How the oracle worked was not a secret. She sat in a small underground room, breathing vapors from the ground and drinking water or inhaling mist from the warm spring beneath the temple. She entered an exalted state of mind and gave advice as if in a trance. Sometimes she didn't make much sense; sometimes her answers went over her questioner's head. On at least one occasion, she went into seizures and died.

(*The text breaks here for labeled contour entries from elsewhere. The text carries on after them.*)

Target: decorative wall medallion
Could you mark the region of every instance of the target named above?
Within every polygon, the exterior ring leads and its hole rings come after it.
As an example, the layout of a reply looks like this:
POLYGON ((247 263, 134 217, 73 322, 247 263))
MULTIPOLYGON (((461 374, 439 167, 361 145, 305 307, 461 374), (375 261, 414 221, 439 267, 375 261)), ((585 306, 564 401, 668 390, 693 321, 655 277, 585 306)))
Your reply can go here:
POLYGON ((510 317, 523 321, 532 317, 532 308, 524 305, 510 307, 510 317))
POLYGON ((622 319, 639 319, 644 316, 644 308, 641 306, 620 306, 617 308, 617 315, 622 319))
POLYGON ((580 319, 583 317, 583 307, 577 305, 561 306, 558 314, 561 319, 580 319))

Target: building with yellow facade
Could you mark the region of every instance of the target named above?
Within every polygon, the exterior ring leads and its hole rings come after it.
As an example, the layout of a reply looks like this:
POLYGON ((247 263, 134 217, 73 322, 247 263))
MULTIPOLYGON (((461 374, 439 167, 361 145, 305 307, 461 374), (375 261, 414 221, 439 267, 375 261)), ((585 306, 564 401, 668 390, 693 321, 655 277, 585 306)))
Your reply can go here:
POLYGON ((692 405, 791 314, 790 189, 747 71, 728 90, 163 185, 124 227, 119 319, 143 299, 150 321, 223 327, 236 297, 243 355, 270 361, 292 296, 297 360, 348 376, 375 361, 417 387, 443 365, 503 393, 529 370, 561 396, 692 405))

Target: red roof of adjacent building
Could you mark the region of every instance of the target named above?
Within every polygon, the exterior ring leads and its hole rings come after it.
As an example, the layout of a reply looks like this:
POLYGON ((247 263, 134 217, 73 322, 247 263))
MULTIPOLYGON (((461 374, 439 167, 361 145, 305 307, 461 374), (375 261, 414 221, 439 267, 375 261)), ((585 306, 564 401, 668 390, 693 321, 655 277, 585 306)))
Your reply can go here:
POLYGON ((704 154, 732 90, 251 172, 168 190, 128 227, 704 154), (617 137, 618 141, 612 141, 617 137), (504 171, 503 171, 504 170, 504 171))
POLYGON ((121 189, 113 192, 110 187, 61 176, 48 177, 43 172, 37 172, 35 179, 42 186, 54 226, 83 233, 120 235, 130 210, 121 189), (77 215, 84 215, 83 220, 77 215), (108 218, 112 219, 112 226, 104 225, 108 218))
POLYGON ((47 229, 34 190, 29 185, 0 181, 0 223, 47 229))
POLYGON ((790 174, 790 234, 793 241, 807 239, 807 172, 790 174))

Plutarch, who ran the temple for many years, wrote that the gases of the oracular chamber smelled sweet, like flowers. He also studied the history of the temple and made some shrewd observations. By his time, late in the first century CE, the oracle was not considered as powerful as in old times and the gases were not often present in the chamber. He surmised that the vapors came from a source deep in the Earth that was slowly losing its potency, and he thought that the great earthquake of 373 BCE had closed off some of the passages leading up to the surface.
Modern scientists have tended to doubt Plutarch's explanation, but it looks like their reasoning was wrong. The first serious excavations at Delphi, in the early 1900s, found no fissures and detected no gases, but that proved nothing. Fissures can be very small, and they can be sealed over the centuries by mineral deposits. And it was already known that the gases had disappeared. The mistake was in thinking about where the gases had came from—until recently, only hot vapors from volcanic sources were considered.
An article in the August 2001 Geology (here's the abstract) describes some geologic factors that make the Delphic temple a likely site for underground gases. Not only is there a major fault passing east-west directly under the temple, but another newly described fault cuts the site going north-south. Therefore the rock beneath the temple is full of cracks, able to pass groundwater and gases. The temple building sits upon several present and former springs.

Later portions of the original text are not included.